Cuando Stark se presenta a las elecciones para ser gobernador, parece claro que sirve de tonto útil para dividir el voto, y así beneficiar a otro candidato. Las dos personas más próximas a Stark, Jack Burden y Sadie Burke (Mercedes McCambridge), serán testigos de su reacción de última hora. «Es un derecho del pueblo ‒dice en un mitin decisivo‒ que nadie le robe la esperanza».
Cuando por fin se convierte en gobernador, todo el mundo adora a Stark. Sadie Burke aspira a convertirse en algo más que su amante y Jack está fascinado por su figura. Pero las apariencias engañan. Stark se deshace de sus enemigos sin compasión alguna, controla la prensa y teje una red clientelar mediante sobornos. A partir de ahí, asistiremos al desmoronamiento de todos los sueños que un día defendió.

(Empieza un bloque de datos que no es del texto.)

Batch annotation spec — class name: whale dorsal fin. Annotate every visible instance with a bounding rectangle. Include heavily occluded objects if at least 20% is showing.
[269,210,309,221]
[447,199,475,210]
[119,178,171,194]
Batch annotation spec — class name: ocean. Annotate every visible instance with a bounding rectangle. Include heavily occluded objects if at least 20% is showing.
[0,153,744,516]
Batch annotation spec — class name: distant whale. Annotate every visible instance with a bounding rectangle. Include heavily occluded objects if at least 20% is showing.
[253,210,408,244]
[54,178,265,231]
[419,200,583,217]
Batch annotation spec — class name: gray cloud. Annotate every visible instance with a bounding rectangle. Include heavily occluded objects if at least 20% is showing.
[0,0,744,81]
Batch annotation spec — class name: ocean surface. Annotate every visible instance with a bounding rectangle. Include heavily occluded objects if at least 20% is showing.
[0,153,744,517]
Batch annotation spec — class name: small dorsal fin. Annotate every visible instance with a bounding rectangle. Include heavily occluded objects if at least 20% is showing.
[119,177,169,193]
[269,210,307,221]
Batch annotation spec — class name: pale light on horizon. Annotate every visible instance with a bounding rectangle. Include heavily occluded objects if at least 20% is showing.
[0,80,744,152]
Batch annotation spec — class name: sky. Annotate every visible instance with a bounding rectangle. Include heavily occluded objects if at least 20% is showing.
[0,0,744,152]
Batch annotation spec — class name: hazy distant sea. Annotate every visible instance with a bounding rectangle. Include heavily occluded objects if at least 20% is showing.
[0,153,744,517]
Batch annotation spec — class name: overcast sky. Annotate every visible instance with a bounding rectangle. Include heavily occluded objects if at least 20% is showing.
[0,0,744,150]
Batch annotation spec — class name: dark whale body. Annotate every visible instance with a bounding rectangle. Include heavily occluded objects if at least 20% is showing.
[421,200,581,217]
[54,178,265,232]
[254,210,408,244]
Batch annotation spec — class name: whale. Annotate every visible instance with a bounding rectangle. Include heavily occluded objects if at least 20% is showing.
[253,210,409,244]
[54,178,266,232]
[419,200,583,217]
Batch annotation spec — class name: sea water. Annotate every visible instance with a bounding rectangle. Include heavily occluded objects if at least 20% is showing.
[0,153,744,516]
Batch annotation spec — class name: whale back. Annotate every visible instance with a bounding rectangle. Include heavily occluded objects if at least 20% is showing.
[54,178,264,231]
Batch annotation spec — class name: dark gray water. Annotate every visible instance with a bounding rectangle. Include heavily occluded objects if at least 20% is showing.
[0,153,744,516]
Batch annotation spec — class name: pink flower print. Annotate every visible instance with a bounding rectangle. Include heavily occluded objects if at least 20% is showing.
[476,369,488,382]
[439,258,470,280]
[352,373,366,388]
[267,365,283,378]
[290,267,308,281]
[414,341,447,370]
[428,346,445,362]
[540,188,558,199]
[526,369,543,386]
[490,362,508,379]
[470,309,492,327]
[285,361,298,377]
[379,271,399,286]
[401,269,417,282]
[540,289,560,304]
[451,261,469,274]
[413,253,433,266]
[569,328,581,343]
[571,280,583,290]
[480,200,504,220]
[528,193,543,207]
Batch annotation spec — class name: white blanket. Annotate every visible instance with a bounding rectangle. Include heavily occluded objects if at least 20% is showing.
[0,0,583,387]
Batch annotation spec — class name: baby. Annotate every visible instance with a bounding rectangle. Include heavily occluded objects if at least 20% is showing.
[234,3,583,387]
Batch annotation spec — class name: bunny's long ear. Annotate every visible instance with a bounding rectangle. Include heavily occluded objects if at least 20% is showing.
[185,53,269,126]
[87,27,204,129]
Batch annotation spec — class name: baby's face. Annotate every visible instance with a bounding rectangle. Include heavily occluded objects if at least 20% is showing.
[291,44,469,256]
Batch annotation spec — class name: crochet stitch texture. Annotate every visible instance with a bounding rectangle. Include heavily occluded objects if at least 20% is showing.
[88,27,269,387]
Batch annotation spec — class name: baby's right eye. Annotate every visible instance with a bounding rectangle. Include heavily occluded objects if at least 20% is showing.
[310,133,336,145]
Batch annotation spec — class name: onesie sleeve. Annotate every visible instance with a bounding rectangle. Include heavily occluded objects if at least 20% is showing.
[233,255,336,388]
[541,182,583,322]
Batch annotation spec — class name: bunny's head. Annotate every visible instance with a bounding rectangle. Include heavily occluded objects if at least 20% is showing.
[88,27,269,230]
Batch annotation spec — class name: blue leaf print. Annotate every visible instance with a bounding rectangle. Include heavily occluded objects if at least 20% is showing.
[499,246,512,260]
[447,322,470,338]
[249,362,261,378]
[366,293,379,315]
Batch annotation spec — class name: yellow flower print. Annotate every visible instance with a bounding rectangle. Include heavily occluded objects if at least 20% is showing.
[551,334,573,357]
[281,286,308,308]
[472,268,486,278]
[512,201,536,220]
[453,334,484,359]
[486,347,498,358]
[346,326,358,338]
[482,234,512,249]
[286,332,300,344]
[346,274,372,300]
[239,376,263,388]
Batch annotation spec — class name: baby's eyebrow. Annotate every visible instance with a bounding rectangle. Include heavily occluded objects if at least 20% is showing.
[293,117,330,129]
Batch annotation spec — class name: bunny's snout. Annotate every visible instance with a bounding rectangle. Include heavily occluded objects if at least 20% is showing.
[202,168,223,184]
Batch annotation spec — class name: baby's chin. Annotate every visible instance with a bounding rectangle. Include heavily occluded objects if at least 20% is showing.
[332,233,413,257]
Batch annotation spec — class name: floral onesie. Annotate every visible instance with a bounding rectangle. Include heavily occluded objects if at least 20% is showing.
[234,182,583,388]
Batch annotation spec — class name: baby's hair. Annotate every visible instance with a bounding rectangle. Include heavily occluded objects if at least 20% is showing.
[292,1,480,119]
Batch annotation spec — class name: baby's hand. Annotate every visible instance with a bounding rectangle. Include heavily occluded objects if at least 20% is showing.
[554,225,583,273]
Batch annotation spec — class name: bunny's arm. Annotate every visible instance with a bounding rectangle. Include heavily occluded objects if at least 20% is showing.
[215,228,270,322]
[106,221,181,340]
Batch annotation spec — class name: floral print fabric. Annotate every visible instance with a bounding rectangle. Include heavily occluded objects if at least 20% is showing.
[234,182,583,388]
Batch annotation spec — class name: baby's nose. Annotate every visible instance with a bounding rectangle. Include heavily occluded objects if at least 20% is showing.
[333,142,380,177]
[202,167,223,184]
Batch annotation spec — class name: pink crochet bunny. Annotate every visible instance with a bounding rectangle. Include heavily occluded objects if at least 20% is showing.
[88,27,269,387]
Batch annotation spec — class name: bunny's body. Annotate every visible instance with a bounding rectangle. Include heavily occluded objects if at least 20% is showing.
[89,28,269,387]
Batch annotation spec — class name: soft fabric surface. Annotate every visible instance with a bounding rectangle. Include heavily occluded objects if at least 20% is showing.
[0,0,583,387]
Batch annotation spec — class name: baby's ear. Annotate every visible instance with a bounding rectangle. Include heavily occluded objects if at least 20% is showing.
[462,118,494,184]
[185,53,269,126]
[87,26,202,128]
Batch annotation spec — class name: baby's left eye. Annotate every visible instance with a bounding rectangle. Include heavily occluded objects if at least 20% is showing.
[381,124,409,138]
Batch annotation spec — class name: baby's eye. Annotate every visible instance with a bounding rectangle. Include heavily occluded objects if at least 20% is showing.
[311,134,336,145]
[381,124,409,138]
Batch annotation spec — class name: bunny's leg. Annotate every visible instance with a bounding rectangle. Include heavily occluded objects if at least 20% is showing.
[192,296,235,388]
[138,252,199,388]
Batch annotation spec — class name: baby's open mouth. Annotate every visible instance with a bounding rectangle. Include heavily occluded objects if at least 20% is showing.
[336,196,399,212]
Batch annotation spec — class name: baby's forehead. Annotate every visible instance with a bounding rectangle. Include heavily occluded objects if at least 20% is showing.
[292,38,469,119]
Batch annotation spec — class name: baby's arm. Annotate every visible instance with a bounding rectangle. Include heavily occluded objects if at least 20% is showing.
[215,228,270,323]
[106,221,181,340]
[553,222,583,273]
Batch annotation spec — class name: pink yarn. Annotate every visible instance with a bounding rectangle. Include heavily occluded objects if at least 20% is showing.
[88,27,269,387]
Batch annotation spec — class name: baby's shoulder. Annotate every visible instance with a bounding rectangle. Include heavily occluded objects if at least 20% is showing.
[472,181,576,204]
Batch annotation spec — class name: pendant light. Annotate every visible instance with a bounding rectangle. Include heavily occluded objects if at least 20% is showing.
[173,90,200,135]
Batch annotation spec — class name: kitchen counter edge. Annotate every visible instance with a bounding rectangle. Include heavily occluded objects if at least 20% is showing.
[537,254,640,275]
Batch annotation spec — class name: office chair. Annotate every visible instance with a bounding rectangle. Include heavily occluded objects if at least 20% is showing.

Y ese derrumbe, en lo privado, tendrá tremendas consecuencias en la familia de Stark e incluso en la relación entre Jack y Anne.
La vida, ya se sabe, a veces nos despierta a golpes. «Cuando se desea algo tan intensamente ‒dice el protagonista en un momento dado‒, uno acaba no sabiendo por qué hace las cosas». No se me ocurre una mejor definición del poder, y tampoco un reflejo más lúcido de lo que acaba siendo, en demasiadas ocasiones, la lucha política.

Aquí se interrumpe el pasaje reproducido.